In an entry dated January 9, 1977, the peer notes down how Sir Alec described the bizarre episode, which took place in April 1964, to a shooting party at Birkhill in Scotland when the prime minister had just announced that there would be an election in October.
He wrote: “An odd story of the 1964 election never published.” Alec (then Prime Minister) was staying with John and Priscilla Tweedsmuir, who had no room for Alec’s private bodyguard. He went to the nearest town (Aberdeen) and John and Priscilla left Alec for a time alone in the house. There’s a knock at the door. The door is answered by the PM in person. A group of Left-wing students from Aberdeen University stands on the other side. They said they were going to kidnap Alec. He responded, “I suppose you realize if you do, the Conservatives will win the election by 200 or 300.” He asked and received permission to pack a few things and was given 10 minutes’ grace. After that, they were offered and accepted beer. John and Priscilla returned and the kidnap project was abandoned.

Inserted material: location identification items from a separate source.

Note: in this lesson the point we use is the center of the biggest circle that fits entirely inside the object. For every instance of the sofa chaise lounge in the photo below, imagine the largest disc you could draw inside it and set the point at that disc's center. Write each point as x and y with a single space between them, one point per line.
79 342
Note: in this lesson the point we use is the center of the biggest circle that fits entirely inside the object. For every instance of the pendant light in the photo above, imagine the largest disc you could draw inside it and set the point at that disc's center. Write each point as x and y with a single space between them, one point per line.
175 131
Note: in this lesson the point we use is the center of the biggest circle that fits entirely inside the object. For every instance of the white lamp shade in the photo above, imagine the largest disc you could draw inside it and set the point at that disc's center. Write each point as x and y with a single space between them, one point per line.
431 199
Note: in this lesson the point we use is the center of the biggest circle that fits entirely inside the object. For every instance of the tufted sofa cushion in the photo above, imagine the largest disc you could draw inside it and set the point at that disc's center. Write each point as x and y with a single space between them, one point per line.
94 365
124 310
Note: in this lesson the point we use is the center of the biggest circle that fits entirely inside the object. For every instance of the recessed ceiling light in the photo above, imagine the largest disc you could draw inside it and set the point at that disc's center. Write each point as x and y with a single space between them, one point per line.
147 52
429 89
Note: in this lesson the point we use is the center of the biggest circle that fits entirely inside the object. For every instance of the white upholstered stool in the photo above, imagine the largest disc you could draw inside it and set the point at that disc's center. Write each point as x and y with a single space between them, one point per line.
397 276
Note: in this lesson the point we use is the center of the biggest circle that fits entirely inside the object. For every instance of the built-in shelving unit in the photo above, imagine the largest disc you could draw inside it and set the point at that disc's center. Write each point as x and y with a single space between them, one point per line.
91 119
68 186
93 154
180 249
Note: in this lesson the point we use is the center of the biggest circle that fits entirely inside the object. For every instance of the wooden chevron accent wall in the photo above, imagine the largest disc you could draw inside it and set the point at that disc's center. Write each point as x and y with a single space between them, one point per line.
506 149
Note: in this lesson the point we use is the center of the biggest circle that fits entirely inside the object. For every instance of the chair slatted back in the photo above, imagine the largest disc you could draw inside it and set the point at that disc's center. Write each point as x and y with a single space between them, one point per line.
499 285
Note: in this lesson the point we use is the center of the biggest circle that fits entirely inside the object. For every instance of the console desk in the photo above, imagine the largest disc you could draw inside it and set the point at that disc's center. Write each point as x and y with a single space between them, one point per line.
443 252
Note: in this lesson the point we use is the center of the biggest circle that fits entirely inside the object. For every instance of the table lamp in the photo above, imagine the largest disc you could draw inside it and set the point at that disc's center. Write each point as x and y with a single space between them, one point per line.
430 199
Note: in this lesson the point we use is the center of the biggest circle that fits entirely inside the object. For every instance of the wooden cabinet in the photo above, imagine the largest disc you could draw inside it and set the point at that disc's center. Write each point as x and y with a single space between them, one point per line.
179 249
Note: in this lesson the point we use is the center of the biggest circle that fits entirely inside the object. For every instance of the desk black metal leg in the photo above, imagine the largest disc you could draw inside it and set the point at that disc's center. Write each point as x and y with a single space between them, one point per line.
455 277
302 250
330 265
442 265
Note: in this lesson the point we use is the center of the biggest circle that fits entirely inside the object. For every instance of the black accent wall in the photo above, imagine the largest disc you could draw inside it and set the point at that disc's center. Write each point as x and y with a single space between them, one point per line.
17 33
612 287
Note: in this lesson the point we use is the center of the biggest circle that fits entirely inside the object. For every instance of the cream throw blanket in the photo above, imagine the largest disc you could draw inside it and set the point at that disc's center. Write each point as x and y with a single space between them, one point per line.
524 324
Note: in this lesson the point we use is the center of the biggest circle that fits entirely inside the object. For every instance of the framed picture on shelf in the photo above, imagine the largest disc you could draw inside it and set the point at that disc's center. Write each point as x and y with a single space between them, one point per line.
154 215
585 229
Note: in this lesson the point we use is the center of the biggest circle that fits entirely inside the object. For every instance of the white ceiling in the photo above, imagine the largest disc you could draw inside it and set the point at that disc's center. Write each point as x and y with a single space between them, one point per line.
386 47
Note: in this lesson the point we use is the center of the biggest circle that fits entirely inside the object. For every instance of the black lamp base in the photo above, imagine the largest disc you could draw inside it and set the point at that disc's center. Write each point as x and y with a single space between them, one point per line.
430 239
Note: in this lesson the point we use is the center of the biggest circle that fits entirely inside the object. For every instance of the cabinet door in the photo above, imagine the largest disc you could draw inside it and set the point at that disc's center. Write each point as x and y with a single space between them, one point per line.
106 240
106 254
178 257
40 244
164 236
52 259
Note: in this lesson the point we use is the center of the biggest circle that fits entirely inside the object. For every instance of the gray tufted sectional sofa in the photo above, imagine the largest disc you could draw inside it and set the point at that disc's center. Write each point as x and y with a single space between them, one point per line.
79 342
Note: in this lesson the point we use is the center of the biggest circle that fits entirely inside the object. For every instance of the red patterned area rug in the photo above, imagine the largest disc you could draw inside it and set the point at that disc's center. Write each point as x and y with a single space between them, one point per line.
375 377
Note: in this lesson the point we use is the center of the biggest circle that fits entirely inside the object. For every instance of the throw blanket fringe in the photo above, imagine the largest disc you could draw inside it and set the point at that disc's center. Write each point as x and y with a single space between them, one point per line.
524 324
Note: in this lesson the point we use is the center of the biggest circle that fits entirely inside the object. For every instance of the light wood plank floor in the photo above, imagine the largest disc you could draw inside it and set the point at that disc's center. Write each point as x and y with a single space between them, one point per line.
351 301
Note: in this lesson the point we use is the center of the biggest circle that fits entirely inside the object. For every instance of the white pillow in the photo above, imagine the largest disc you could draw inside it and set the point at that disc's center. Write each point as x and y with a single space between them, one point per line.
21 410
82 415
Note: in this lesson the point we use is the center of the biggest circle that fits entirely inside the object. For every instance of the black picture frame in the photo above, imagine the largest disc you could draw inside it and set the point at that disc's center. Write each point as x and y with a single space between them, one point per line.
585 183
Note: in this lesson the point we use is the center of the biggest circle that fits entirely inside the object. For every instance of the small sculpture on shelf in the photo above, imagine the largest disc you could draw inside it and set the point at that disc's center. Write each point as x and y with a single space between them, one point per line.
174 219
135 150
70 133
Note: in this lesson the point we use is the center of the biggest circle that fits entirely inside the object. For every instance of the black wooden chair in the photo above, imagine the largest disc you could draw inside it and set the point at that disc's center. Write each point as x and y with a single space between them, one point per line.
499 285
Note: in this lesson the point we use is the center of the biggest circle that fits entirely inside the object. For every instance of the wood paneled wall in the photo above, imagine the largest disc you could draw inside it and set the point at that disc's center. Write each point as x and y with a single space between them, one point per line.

Unknown to Sir Alec, the students tailed his car. They planned to contrive an accident, block the car, and take him to a house in Aberdeen for a few hours then release him.
The bodyguard swore Alec to secrecy as his job would have been in peril. Sir Alec first ran into the Aberdeen University students at the Scottish Unionist conference, where they demanded a forfeit for charity in return for not kidnapping him. Assuming it was a joke, the prime minister played along and gave them £1.